Perhaps the most straightforward way to facilitate T-cell stimulation during DNA vaccination is to deliver genes encoding for the known costimulatory and secreted cytokine signals. The numerous types and variations of these signals are too many to discuss here, but are reviewed thoroughly elsewhere (78). Examples of secreted
cytokines signals are the Th1 cytokines such as IL-2, and IL-12, Th2 cytokines such as IL-4 and IL-10, and the seemingly nonpolarized GM-CSF, the most commonly used genetic adjuvant. The timing and administration with respect to antigen plasmid administration can significantly affect the outcome of a genetic cytokine vaccination. Also, combinations of two or more of these cytokine signals can have a more pronounced effect than either of the two alone. There are indications that modifications can be made to certain known immunostimulatory cytokines which can alter their systemic toxicity profile while still retaining their antitumor effects (79). Genes encoding for the T-cell activating costimulatory molecules such as B7.1 and B7.2 are promising candidates for increasing potency, but results have been conflicting (78,80).

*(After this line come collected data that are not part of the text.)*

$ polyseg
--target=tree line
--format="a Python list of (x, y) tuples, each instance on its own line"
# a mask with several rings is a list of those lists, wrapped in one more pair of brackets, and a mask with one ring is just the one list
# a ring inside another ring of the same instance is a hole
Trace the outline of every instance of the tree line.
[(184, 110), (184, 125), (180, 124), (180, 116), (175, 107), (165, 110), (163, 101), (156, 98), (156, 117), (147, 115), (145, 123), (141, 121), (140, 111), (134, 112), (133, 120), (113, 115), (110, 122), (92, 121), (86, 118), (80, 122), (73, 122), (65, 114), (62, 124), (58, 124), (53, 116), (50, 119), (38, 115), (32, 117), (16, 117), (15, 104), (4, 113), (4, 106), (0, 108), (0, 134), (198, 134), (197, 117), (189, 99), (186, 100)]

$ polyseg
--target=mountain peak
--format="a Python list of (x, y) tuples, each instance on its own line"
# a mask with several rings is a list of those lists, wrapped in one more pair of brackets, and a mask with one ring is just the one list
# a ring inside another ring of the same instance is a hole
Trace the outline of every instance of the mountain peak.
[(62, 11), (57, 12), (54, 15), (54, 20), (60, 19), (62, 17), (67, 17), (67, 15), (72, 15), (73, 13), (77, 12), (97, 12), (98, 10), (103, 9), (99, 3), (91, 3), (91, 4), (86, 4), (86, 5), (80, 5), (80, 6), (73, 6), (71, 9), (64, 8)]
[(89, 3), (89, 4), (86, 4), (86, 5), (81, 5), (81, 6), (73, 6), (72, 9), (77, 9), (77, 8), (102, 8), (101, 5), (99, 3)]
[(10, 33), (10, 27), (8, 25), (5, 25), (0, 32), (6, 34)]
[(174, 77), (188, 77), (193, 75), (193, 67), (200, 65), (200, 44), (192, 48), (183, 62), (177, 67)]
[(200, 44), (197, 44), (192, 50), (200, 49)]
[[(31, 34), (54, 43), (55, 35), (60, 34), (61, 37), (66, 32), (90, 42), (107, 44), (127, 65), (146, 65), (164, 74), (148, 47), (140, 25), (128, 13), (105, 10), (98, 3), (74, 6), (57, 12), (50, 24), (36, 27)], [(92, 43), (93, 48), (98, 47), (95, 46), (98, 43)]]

Some fusion partners have an inherent immunogenicity to which they can impart upon an antigen. Examples of this are tetanus toxoid (81), plant viral proteins (82), and HSP70
(83). Addition of these fusion constructs is associated with large increases in potency. Mechanisms of this increased immunogenicity are thought to involve induction of helper T-cell responses through processing of the fusion proteins by the MHC class II pathway.
A range of traditional adjuvants have also been explored by coadministration with the genetic vaccine formulation. As previously discussed, the delivery systems themselves can have adjuvant properties. Even the gold beads used in gene gun immunization have adjuvant properties. A recent study has shown gold beads in tandem with in vivo electroporation led to an increase in observed immune responses (84). Importantly, this did not enhance gene expression, but may have acted as a recruiting factor for DCs
(84). Other examples include alum (aluminum salts) and Freund's oil-in-water adjuvant (a powerful, yet toxic adjuvant containing mycobacterial materials). It is doubtful that the latter will ever be used in humans despite the fact that modifications have been made to decrease toxicity of this system. A cationic emulsion, called MF59, has been used to adsorb and increase the persistence of plasmid DNA encoding HIV p55 gag at the injection site, which resulted in increased serum IgG titers when compared with naked plasmid in mice and rabbits (85).